The plaintiffs’ suit centers primarily on whether their agreement provides for mandatory arbitration of the supervisory status of the employees. A seemingly mandatory first paragraph to the grievance article provides: “Should there arise * * * any dispute * * * of whatever kind or nature * * [i]t shall in no event be the subject of lock-out, strike or work stoppage. Instead, such dispute * * * shall be initiated * * * and adjusted in the following manner:” Such broad and sweeping language has frequently been construed by the courts to require arbitration of any grievance not expressly excluded, without weighing the claims on the merits. See John Wiley & Sons v. Livingston, 376 U.S. 543, 84 S.Ct. 909, 11 L.Ed.2d 898 (1964); Communication Workers of America v. Bell Telephone Laboratories, Inc., 349 F.2d 398 (3rd Cir.1965); General Warehousemen and Employees Union No. 636 v. American Hardware Supply Co., 329 F.2d 789 (3rd Cir.), cert. denied 379 U.S. 829, 85 S.Ct. 57, 13 L.Ed.2d 37 (1964); Procter and Gamble Independent Union of Port Ivory, N. Y. v. Procter and Gamble Mfg. Co., 298 F.2d 644 (2nd Cir.1962).

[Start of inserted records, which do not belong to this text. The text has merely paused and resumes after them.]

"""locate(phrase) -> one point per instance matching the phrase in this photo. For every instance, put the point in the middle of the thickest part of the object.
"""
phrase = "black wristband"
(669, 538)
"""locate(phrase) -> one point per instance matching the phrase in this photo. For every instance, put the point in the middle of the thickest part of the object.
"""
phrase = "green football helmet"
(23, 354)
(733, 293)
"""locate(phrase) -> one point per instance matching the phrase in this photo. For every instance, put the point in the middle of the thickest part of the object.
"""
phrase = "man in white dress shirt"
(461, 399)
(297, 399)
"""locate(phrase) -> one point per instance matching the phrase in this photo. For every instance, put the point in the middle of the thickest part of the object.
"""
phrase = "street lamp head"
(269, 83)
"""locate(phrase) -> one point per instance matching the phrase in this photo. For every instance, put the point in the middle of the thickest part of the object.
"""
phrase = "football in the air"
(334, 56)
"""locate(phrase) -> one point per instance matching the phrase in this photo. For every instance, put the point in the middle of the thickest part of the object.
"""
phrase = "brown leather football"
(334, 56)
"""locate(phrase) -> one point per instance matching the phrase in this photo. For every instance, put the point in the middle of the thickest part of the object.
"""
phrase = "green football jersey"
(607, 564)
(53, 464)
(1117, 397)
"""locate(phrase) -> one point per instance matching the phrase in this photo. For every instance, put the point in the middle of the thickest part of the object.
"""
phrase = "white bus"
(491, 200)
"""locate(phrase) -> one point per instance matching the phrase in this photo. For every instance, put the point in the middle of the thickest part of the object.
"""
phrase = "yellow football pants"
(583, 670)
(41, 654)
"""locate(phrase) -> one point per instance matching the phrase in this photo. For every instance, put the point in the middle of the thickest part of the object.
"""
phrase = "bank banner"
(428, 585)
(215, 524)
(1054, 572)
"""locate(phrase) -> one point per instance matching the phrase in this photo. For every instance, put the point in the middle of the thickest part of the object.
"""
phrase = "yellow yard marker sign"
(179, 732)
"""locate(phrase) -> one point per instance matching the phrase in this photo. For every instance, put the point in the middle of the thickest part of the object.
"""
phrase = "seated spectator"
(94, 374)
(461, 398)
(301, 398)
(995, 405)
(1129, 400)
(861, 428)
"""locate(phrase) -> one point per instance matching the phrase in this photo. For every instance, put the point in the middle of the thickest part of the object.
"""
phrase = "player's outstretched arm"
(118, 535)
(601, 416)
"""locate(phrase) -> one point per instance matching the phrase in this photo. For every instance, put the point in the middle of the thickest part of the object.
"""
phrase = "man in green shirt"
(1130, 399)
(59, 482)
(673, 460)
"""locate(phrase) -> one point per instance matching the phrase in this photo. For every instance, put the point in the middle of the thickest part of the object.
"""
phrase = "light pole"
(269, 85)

None of the cases listed above, however, contained a similar provision as contained in the last paragraph in the subject grievance article. That paragraph provides that if either party refuses “to submit to * * * the grievance procedure at any stage * * * then, in that event both parties shall be free to pursue any other means at their disposal to support their contention.” This language is in direct conflict to the first paragraph in the grievance article, and operates, in this court’s view, as an option that either party may resort to if they do not choose to arbitrate a dispute. It is clear that the parties contemplated a situation where if one of the parties did not wish to arbitrate a dispute, such party could refuse to “submit to” or “comply with” the grievance procedure. The contract further provided that if either refused to arbitrate the parties “shall be free” to pursue any other means to support their contentions, including the before-prohibited means of “lock-out” or “strike.” The language is clear and unambiguous as to the intent of the parties when this contract was written, and as such cannot be interpreted as requiring mandatory arbitration by either party:

It is the Court’s finding that the defendants were not obligated to submit to arbitration by the terms of their contracts with the plaintiffs. Accordingly, the plaintiffs’ request for an injunction is denied.